I blame it all on the move that I made from one town to another one when I was in fifth grade, smack dab in the middle of the school year. I must’ve missed something in that transition because there are things that I never learned. Roman numerals, for example. Shouldn’t I know them? My theory is that my fifth grade class in my town of origin was not following the same game plan as my fifth grade class in the new town and somehow or another I missed some important academic lessons in the relocation process.
That certainly hasn’t ruined my life but I do wonder, at times, why I never learned certain things that other people seemed to have. Of course, I do know a lot of things that other people don’t know but I didn’t learn them in school.
My former boss, a math teacher-slash-mayor, once asked me, “How do you know that?” I countered, “How do you not know that?” Of course, we weren’t talking about math or city government, which we were supposed to be discussing, but something significantly more important, such as who was whose first wife, once removed. That is my area of expertise: Connecting the dots.
Fifth grade uprooting aside, I seemed to have also missed some classes (Where were they given? Would I have gone had I known?) that many, if not all, of my female friends seem to have attended. Based on their performances as wives and mothers, they apparently gobbled down that information like it was savory chocolate and have never veered from what they were TOLD TO DO.
Frankly, I don’t know who did the telling—perhaps some anally, priggish home economics teacher, who secretly hated all women and all men, but nevertheless cow-towed to the “superior” sex, determined in her abject misery to set these naïve young girls on the fast track to subservience so they could be just as miserable as she.
I didn’t know you were supposed to pack your husband’s suitcase. He doesn’t pack mine, why should I pack his?
I didn’t know that the metal burner things came off of the stove top so you could … clean them.
I did kind of know that the wife, that would be me, was supposed to do the cooking but even knowing that didn’t stop me from enthusiastically handing over the spatula and frying pan to my husband, who decided he was willing to take this on. Thank God! I was sick of cooking.
People, mostly women, especially my mother, blanch and hold their hand to their hearts, as if they’re about to have the big one, when they find out that my husband does the cooking. Oh, get over it, I say. I handle the money. He handles the mayonnaise. It works for us.

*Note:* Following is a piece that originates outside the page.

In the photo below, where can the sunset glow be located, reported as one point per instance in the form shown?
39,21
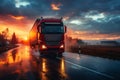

I do distinctly remember my junior high home economics teacher, who was so fashion savvy (said in jest) that she wore stripes with plaids and, trust me, this wasn’t any progressive fashion statement on her part. She announced in front an entire class of apron clad seventh graders that I was the dumbest student that she’d ever had. Apparently, I hadn’t creamed the peas to her satisfaction. Nothing like being singled out in a crowd. When I read her obituary in the newspaper, many, many years later, I thought, well, good enough for you! Actually, in retrospect, I am grateful that I missed “those classes” whatever they were; wherever they were given. There are some things that you just don’t need to know.